I had a disturbing discussion with some Chareidi relatives the other day.
I innocently (sure) asked what they thought of the results of the vote for Chief Rabbi and of Rav Stav.
As I expected, as Chareidim, they were very happy with the results, and I wasn't taken aback by their vitriol of disgust towards Rabbi Stav, I expected that too. But what did surprise me was the example they used to vilify him.
The example they used to prove that Rav Stav was unqualified to be Chief Rabbi, is that he had at some point answered a question from a young man, a yeshiva student, who wanted to know what to do at the movies when they showed a bad scene.
The specific answer he gave is unimportant, nor did they bother to mention it.
The problem in their eyes, is that he answered a question like that at all.
You see, their argument was that the young man was obviously not a yeshiva student, or even religious, because religious people don't go to movies.
And someone who isn't religious (because he goes to movies), obviously doesn't care about Halacha (you're following the logic I presume), and therefore, any Rabbi who answers a question like that, can't represent Judaism or Rabbis - but, not because the only answer is, "Don't go to movies".
Here's the kicker.
They said that since Rav Stav was providing answers to religious questions to "non-religious" people, he clearly wasn't qualified to be chief rabbi, as the chief rabbi is only supposed to deal with religious issues for religious people, and non-religious people don't have religious issues, as they don't care about Halacha!
I asked them where they heard this insane argument they were making, that they apparently completely believed.
They all said they heard it on Radio Kol Chai (a Shas-controlled radio station), which is apparently the only radio station a "religous" person is allowed to listen to.

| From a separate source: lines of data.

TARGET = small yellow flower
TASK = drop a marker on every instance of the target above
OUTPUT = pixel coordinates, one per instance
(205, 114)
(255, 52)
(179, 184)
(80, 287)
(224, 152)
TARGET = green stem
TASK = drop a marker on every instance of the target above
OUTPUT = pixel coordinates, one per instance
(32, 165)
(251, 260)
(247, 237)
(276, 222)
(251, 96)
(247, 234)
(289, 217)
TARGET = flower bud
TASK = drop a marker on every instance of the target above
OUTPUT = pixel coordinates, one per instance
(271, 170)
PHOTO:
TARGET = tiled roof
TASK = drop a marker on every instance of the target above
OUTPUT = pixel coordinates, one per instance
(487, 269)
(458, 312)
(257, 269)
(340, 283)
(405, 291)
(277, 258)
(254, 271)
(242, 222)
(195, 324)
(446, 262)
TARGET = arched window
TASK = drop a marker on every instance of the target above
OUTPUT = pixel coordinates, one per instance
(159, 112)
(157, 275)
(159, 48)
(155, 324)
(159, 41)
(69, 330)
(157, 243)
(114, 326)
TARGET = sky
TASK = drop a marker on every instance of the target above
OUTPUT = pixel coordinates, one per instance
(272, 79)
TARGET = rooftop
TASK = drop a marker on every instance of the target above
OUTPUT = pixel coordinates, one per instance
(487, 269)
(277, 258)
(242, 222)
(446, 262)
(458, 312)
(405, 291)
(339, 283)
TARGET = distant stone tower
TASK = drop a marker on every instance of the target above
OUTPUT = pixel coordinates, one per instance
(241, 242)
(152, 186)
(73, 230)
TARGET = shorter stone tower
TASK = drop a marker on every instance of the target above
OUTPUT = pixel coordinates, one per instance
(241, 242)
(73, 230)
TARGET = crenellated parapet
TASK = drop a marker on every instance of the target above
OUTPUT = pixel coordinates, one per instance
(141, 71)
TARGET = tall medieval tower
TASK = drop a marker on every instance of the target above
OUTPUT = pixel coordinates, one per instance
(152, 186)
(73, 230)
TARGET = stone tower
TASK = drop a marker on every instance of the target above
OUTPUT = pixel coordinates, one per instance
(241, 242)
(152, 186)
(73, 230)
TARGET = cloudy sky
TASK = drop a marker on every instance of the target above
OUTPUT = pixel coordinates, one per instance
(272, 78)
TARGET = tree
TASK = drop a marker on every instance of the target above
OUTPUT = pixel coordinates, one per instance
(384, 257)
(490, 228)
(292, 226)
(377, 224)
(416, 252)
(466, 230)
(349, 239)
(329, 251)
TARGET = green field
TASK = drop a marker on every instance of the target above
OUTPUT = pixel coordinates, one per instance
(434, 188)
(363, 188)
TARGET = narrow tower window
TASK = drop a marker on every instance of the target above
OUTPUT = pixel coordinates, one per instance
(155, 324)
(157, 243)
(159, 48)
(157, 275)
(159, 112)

To make a long story short, the argument they've been told to believe, by Shas controlled radio, is that only religious people have real religious questions, and rabbis should only provide answers to real religious questions to real religous people, and any rabbi that bothers to provide an answer to a religious question to a non-religious person is clearly not qualified to be a chief rabbi in Israel.
Is that messed up, or what?
I didn't bother to ask them the next question, because I already know the answer. But if you were to ask them if they'll eat food certified as kosher by our two new, chareidi chief rabbis, whom they're so happy with, the answer will be "no", because their certification isn't kosher (enough?).
It makes you wonder who exactly do they think a chief rabbi is supposed to be the chief rabbi of.